Previously, a non-nuclear-weapon NPT state could conclude a small quantities protocol as long as the state did not possess more than 1 kilogram of “special fissionable material,” which consists of 1 kilogram of plutonium or progressively larger amounts of enriched, natural, or depleted uranium. Additionally, the state could not have any such material in a nuclear “facility,” such as a reactor, a nuclear fuel production plant, or any other “location where nuclear material in amounts greater than 1 effective kilogram is customarily used.” These states were also not obligated to disclose their nuclear material inventory to the IAEA.

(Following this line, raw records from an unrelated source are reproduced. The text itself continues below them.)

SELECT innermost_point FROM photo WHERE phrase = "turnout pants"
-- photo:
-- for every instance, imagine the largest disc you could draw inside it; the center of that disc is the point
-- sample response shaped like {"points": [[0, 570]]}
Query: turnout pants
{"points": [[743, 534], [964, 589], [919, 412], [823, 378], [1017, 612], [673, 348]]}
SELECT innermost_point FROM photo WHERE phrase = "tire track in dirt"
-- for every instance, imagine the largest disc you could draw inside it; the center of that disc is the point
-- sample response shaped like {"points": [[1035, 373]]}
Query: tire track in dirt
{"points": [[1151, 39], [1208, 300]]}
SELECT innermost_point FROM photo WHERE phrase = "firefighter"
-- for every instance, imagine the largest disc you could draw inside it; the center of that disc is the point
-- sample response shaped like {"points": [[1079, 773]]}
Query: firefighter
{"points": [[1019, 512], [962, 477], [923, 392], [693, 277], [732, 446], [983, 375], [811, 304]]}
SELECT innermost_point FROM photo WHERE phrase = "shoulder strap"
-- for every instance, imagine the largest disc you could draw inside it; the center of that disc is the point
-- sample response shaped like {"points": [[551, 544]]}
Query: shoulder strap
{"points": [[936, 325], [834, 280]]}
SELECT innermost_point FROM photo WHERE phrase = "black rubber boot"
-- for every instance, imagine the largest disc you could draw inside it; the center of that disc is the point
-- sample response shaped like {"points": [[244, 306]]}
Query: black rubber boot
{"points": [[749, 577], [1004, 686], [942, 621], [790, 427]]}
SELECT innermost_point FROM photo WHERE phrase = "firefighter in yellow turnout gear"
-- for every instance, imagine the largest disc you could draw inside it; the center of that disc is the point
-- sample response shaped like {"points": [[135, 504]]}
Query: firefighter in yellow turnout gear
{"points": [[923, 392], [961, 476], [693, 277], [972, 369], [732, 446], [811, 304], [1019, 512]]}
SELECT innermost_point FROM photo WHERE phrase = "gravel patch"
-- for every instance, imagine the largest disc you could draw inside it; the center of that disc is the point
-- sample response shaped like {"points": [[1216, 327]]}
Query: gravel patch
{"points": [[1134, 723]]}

The modified text, however, requires states to provide the agency with “initial reports” of all relevant nuclear material and to allow the agency to verify those reports via inspections. It also effectively allows the IAEA to monitor nuclear facilities in all NPT states regardless of whether the facilities contain nuclear material. States with either planned or existing nuclear facilities that have not yet concluded a protocol will henceforth not be permitted to do so. Similarly, states with a small quantities protocol that have planned or existing facilities will be called on to rescind their agreements. However, “only a few countries” are in this situation, an IAEA official told Arms Control Today Oct. 25. Seventy-six states currently have small quantities protocols in force.
The IAEA previously could not require states with a protocol either to provide early design information about planned nuclear facilities or allow the agency to determine the status of such facilities. In fact, such states were only required to give the agency six months’ notice before introducing nuclear material into a facility.
According to the IAEA official, the final standard text suspends two more requirements for countries with small quantities protocols than ElBaradei’s report had initially suggested. This was done to avoid creating the impression that the IAEA was adding unintended obligations to states with small quantities protocols, the official said, adding that keeping the requirements “would not have added anything substantial.”
ElBaradei’s report argued that eliminating the Small Quantities Protocol altogether was a superior alternative. According to that proposal, no more states would be able to conclude such protocols, and the states with existing protocols would be called on to rescind them. These states would then have been required to provide regular accounting reports of their nuclear activities to the IAEA and allow the agency to conduct routine inspections.
Although the revised text does not include these requirements, it nevertheless eliminates the current protocol’s “key limitations,” an IAEA official told Arms Control Today in June.
According to the IAEA, the agency will be contacting states that have concluded the protocol to discuss the necessary changes. The IAEA General Conference adopted a resolution Sept. 30 encouraging states with such protocols to comply with the new modifications “as soon as possible.”